The three β-hydroxy groups of the common buffer Tris (17) reduce its diff (log PN − I) by 1.19 units compared with the diff (log PN − I) for tert-butylamine (8), or about 0.39 units per constrained β-hydroxy group. This is a desirable property for a biological buffer. Its pKa is more nearly the same in all phases. β-Hydroxyalkylamines are more basic in biolipid environments, and their ion pairs more lipophilic than one would expect using current computational programs that do not consider this factor. An extreme example of ion pair stabilization by hydroxy groups is N-methyl-d-glucamine (meglumine, 18), for which the difference between its pKa and pKa′′ is only 0.35 units. A report from a workshop on two-phase titrations involving a large number of titrations of 18 concluded that the ion pair form does not partition into octanol.(15a) On the contrary, our results indicate that 18 partitions so well that it approaches undetectability by the algorithm used for two-phase titrations. Undetectability specifically occurs when log PI equals log PN.
Neighboring hydroxy groups also lower the free energy of carboxylate ion pairs. This can be seen for 4-, 2- and 3-hydroxybutyric acids, 27−29, where their diff (log PN − I) are respectively, 0.45, 0.56, and 0.70 log units smaller than that for hexanoic acid.
Comparison of the difference between the diff pKa′′ of phenethylamine (7) and 2-(2-pyridyl)ethylamine (14) allows one to quantify the influence of a neighboring (neutral) pyridine nitrogen on the free energy of a γ-primary-alkylammonium ion in octanol through a pseudo-five-membered ring arrangement. It lowers the free energy by 0.47 pKa units, or 2.68 kJ/mol. There must be numerous low- and moderate-level H-bond donor and acceptor interactions with charge centers that would prove useful in modeling drug−receptor interactions, protein folding, or other interactions. Additional examples of steric and H-bonding influences on log PI can be seen in Charts 1 and 2. Suggested comparisons include 5 and 7; 12 and 16; 13 and 15; 24 and 26; 19e and 31b; 21b and 21c; 34 and 35; 39 and 40; and 41 and 42. Structure−property relationships for phenols will be discussed in a separate paper.
It is evident that neglecting steric and hydrogen bonding factors in the vicinity of charge centers can drastically affect the accuracy of computer programs designed to calculate log D. This could be one of the reasons for the dissatisfaction with such calculations using commercially available software.4,5 We suggest testing any program being considered for such use by comparing Δdiff (log PN − I) values for pairs of compounds in Table 2.
Influence of pKa on log PI
A third factor contributing to the partition coefficient of an ion pair is its pKa. Earlier titrations in octanol showed that the more acidic a phenol or benzoic acid, the more lipophilic its ion pair in relation to the neutral form.(8) The diff (log PN − I) of phenols decreases by 0.19 log units per unit drop in pKa, while for benzoic acids the drop is 0.25 units per unit drop in pKa. This is rationalized as compounds are more acidic there is greater internal stabilization, or lower free energy, in the ionized form and therefore less stabilization is needed in a low dielectric environment. A corresponding relationship has not yet been demonstrated for basic compounds.
Influence of Chemical Class on log PI
We do not know enough about unmeasured classes of compounds to predict their diff (log PN − I). A representative of each class is a necessary starting point for the elaborations discussed above. Examples of variations in diff pKa′′ with class are found in Table 2. Phenyltetrazole (32) has interesting properties. It has about the same pKa in water as benzoic acid, but in octanol it is 15 times more acidic. Analysis of the sulfonamides in this table is complex because of the wide variation in pKa. One of the more interesting compounds in Table 2 is diphenylphosphate, for which the diff pKa′′ is only 0.61. The ubiquitous occurrence of phosphates in biology and biochemistry may relate to their ability to form relatively low free energy, lipid-compatible ion pairs.

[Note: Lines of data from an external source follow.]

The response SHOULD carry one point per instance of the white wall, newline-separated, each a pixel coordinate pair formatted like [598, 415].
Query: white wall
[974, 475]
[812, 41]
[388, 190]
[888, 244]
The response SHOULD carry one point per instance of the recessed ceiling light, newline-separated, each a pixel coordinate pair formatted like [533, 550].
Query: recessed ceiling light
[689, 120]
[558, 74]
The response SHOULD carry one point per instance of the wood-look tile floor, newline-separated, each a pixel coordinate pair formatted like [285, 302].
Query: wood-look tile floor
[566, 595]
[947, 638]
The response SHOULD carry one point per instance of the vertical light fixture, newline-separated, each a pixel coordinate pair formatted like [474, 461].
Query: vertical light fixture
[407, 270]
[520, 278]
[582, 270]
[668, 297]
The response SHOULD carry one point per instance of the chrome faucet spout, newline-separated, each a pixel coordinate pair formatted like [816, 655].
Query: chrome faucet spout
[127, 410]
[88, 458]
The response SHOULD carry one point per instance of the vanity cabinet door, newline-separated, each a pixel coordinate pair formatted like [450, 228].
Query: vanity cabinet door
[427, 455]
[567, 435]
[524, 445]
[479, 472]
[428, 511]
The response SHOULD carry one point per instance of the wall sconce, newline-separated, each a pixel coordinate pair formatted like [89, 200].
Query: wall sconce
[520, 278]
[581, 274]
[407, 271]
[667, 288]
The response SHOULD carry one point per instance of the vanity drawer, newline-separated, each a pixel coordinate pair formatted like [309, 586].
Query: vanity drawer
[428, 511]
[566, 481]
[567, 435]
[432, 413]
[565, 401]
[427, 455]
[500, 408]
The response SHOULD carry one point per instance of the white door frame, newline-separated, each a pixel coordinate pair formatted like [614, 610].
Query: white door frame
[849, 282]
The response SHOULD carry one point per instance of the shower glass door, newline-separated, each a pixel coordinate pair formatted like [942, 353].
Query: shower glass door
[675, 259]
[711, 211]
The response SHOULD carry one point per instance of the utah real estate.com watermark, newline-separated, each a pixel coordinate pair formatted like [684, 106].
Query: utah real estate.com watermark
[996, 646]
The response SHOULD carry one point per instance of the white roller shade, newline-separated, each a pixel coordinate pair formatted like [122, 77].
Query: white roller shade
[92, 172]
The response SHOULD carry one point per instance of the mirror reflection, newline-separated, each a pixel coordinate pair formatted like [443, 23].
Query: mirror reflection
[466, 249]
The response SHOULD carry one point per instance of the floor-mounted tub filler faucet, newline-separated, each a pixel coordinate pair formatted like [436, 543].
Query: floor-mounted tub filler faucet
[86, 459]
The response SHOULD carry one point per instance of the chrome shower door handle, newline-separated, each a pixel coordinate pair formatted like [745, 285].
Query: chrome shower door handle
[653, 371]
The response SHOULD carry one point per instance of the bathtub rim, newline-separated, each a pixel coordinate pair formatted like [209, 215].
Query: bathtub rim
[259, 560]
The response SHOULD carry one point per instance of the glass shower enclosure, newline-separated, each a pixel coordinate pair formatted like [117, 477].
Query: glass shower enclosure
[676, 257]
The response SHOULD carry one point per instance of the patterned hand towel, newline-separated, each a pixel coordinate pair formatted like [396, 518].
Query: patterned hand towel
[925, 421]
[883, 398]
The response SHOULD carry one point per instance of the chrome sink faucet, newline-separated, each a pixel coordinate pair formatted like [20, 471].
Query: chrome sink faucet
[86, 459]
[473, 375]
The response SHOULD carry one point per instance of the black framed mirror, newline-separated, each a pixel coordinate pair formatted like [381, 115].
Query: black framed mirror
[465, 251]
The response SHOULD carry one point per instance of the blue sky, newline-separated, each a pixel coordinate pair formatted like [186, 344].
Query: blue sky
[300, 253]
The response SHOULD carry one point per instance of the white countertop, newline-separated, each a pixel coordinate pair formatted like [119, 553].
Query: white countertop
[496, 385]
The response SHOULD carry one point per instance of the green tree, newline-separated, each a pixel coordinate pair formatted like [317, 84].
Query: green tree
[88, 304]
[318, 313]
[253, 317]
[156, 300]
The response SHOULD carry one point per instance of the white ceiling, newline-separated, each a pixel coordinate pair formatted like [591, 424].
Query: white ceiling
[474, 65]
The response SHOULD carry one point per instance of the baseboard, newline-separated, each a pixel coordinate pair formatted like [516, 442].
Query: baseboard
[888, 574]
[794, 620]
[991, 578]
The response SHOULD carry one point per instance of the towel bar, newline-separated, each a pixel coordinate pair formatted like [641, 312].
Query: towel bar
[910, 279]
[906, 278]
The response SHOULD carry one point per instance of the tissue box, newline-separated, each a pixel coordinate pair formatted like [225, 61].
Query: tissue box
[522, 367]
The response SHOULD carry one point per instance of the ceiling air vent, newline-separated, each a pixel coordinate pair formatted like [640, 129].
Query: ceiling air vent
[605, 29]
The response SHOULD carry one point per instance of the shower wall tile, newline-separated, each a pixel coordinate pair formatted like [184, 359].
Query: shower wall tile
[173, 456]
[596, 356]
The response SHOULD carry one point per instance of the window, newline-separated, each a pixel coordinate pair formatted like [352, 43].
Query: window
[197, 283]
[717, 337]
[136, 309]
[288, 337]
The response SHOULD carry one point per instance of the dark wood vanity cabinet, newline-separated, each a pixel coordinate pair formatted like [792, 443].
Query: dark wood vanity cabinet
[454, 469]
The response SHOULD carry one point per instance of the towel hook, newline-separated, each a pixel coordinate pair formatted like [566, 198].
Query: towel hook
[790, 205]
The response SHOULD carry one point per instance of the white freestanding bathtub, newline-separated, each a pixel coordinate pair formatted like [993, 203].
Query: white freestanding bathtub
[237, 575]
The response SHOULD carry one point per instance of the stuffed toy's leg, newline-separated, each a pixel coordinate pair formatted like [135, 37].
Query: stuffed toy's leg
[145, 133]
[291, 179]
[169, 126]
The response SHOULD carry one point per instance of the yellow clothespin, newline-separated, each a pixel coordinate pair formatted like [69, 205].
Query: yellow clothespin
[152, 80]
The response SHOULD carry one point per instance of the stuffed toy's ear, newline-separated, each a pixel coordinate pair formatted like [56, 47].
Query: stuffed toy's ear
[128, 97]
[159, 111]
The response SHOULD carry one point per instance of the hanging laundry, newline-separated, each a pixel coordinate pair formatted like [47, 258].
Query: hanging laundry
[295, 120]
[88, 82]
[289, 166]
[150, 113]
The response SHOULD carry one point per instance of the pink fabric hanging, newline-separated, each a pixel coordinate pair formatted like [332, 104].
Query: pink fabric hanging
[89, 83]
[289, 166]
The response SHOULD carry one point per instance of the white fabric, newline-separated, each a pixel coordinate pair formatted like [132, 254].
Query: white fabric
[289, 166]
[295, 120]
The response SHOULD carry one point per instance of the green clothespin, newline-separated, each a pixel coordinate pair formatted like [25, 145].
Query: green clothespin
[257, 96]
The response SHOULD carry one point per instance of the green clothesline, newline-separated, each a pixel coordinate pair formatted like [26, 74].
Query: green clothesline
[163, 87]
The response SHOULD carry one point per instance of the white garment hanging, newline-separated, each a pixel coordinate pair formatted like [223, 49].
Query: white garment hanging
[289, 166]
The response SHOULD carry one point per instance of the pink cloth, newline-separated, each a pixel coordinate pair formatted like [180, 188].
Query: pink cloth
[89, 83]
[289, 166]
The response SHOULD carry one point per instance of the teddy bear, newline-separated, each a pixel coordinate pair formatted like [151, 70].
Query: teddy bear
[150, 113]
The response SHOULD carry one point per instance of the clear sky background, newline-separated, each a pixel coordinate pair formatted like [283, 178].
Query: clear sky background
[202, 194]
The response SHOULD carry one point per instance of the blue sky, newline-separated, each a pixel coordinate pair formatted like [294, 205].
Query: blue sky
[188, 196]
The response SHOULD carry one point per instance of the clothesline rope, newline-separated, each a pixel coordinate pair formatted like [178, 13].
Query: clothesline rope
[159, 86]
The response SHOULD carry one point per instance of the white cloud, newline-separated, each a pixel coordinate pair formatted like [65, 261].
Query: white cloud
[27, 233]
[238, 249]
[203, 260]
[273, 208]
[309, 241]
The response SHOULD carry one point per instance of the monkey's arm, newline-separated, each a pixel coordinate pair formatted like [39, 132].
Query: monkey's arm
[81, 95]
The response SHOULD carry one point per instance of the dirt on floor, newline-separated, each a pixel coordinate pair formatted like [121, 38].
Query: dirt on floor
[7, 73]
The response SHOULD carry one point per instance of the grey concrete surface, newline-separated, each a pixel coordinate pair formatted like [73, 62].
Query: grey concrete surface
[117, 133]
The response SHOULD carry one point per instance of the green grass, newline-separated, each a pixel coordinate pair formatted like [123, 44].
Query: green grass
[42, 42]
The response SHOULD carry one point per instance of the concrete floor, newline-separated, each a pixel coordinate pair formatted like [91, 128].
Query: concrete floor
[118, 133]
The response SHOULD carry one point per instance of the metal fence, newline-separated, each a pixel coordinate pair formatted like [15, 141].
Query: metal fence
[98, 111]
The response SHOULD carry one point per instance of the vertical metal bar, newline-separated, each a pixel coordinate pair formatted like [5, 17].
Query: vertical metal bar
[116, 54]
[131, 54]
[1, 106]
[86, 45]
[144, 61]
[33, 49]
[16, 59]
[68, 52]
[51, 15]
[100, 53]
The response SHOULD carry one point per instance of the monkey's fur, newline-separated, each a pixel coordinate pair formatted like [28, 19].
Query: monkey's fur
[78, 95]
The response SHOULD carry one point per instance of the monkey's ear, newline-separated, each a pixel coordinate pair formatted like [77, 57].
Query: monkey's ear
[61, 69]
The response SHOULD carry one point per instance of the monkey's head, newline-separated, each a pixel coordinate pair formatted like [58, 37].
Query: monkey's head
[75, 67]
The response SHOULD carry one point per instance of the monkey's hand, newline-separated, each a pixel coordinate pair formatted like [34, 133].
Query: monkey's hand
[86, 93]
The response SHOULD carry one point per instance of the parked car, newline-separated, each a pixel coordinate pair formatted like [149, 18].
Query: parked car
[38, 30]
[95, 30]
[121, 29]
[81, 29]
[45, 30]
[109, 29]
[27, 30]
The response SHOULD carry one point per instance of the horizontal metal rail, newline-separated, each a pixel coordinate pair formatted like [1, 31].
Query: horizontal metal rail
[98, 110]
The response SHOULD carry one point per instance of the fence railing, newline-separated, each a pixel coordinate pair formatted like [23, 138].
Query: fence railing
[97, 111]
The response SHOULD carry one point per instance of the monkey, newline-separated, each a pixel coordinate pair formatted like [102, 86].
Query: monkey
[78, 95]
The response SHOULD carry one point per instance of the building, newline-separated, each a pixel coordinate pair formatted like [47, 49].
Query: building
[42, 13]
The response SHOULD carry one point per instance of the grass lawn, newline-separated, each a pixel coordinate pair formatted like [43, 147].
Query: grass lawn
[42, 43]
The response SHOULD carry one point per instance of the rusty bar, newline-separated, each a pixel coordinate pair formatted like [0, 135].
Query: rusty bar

Ion Pairs of Divalent Cations and Internally Compensated Zwitterions
Information about the behavior of divalent cations in biological media is hard to find, but titrations in octanol can be applied here also. Magnesium salts in octanol, Table 2, such as magnesium salicylate, 31, have two distinct pKa′′ values. The latter has one for the disalicylate and another for chloromagnesium salicylate. The titration curve and alternative calculations are provided in the Supporting Information. Another category of compounds to which octanolic titrations can be usefully applied was referred to earlier. These are internally charge-compensated (type 4)(12) ampholytes. Examples are pyridine-2-acetic acid, 19 and 30, and niflumic acid, 20, which show the characteristic property(8) that the acids are more acidic and the bases more basic in octanol than in water, the opposite of the usual pattern. For 20 to be internally compensated, the cationic center must be on the central imino nitrogen, Chart 1. Further discussion on alternative strategies for calculating the pKa′′ values of divalent compounds are found in the Supporting Information.
Conclusion and Future Applications
This work describes a convenient titration procedure in octanol that provides access to here-to-fore unavailable physicochemical properties of ion pairs. It also demonstrates that the ionization of compounds in biolipids and the use of pKa and pH terms are as important and natural to use in these media as they are in water. The way is now open for future advances. The ability to generate ion pair stabilization values for substituents near an ionized center opens the possibility of someday being able to calculate diff (log PN − I) values with confidence limits similar to measured log PN. Quality log PI values will enhance log D and even allow quantitative analysis using species-specific terms, such as log DN and log DI.(33)
Once one knows the features that characterize low free-energy ion pairs, it is fascinating and informative to see how common they are in nature. These include polyhydroxy compounds such as glucuronic acid derivatives, inositol phosphates, hexose phosphates, and glucosamines. The inositol phosphates, including tri- and tetraphosphates, play important rolls in signaling pathways and Ca2+regulation.34,35
Titrations in KCl/water-saturated octanol provide essential information to advance our understanding of ion pair partioning in octanol, but the ultimate goal of lipophilicity studies is application of this knowledge to the anisotropic world of cells, membranes, proteins, and nucleic acids. In contrast to octanol, these biological systems contain charged groups which can have an especially strong influence on ionized drugs. One need only look at amines in liposomes to see this. As an example, the diff (log PN − I) for 4-phenylbutylamine is 3.16 in octanol, vs 0.29 in liposomes.(36) Austin calls this an association with phospholipids,(37) but the magnitude of the free energy change indicates it might as well be called an ion pair. The basic drugs propranolol and desipramine actually form hydrophobic ion pairs (HIP12,38) in membranes made from, or containing, negative phospholipids such as a phosphatidylinositol.12,39,40 This is clearly seen in the published lipophilicity profiles from the Krämer group which show that the drugs are more basic in the membrane than they are in water.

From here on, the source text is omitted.